The TAUT reminder app records details of user’s interactions such as what time reminders are scheduled, when they are acknowledged, the number of times missed, and type of reminder. These details will be used later to analyse how well the user is engaging and adopting the app. The use of the application will give details of which activities the user requires more assistance, the form in which they prefer reminders (voice or text), and the common times for reminders [14].

3.2 Data collection

The CCSMA is a population-based, longitudinal study of AD and other dementias, which has followed over 5000 elderly residents of Cache County, Utah (USA) since 1995 [12]. The residents included approximately 1033 individuals aged 60 years and older. In the CCSMA study, every 3 years, periodic waves of visits are performed to update the information. The study was created to reflect on genetic and environmental factors related to risk for AD and other forms of dementia [4]. Additionally, the CCSMA database is linked to the UPDB dataset at the University of Utah, which includes participant’s medical, genealogical, vital signs, and demographic records [11]. The UPDB dataset is updated annually with complete reporting of medical information for the past 20 years. The participants in the CCSMA represented the cognitively impaired older cohort appropriately and could be a potential user of TAUT reminder app. Therefore, the TAUT project actively recruited participants from the CCSMA to provide a 12-month assessment of a TAUT reminder app [14].

Individuals are categorised as non-adopters at different levels as (1) individuals interested in trying the TAUT app, but incapable of using it for some reasons, (2) individuals who are capable but disinterested in trying the TAUT app, and (3) individuals who are incapable and disinterested. Table 2 presents the user adoption matrix showing adopters and non-adopters. The capability of individuals is assessed through questionnaires during the enrolment process.

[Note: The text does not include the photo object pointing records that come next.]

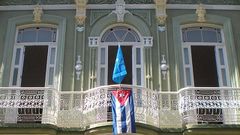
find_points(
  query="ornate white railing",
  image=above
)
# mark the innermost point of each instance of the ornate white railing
(216, 105)
(28, 104)
(80, 109)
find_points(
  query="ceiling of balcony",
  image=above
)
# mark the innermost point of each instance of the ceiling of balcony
(33, 2)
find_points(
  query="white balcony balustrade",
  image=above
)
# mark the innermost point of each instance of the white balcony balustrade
(81, 109)
(210, 105)
(28, 105)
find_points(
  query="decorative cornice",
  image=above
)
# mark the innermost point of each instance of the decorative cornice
(201, 12)
(37, 14)
(120, 10)
(81, 6)
(47, 2)
(112, 6)
(160, 7)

Table 2 User adoption matrix profiling adopters and non-adopters based on capability and willingness

The work described in [11] details the TAUT participant recruitment process. The number of successful adopters has changed through the life course of the study as participants dropped out or passed away. The work reports that initially 335 subjects are screened and contacted by mail. At this stage of the recruitment process, 51 refused to participate (non-adopter 2) and 55 are deceased. The research team assessed the remaining 229 subjects via telephone. Out of these 229 subjects, 98 are unreachable, 90 refused (non-adopter 2), and 41 agreed to participate. Out of these 41 participants, 12 are currently enrolled, 9 agreed to participate but require screening, 18 successfully enrolled after screening, and 2 participants dropped out before the evaluation.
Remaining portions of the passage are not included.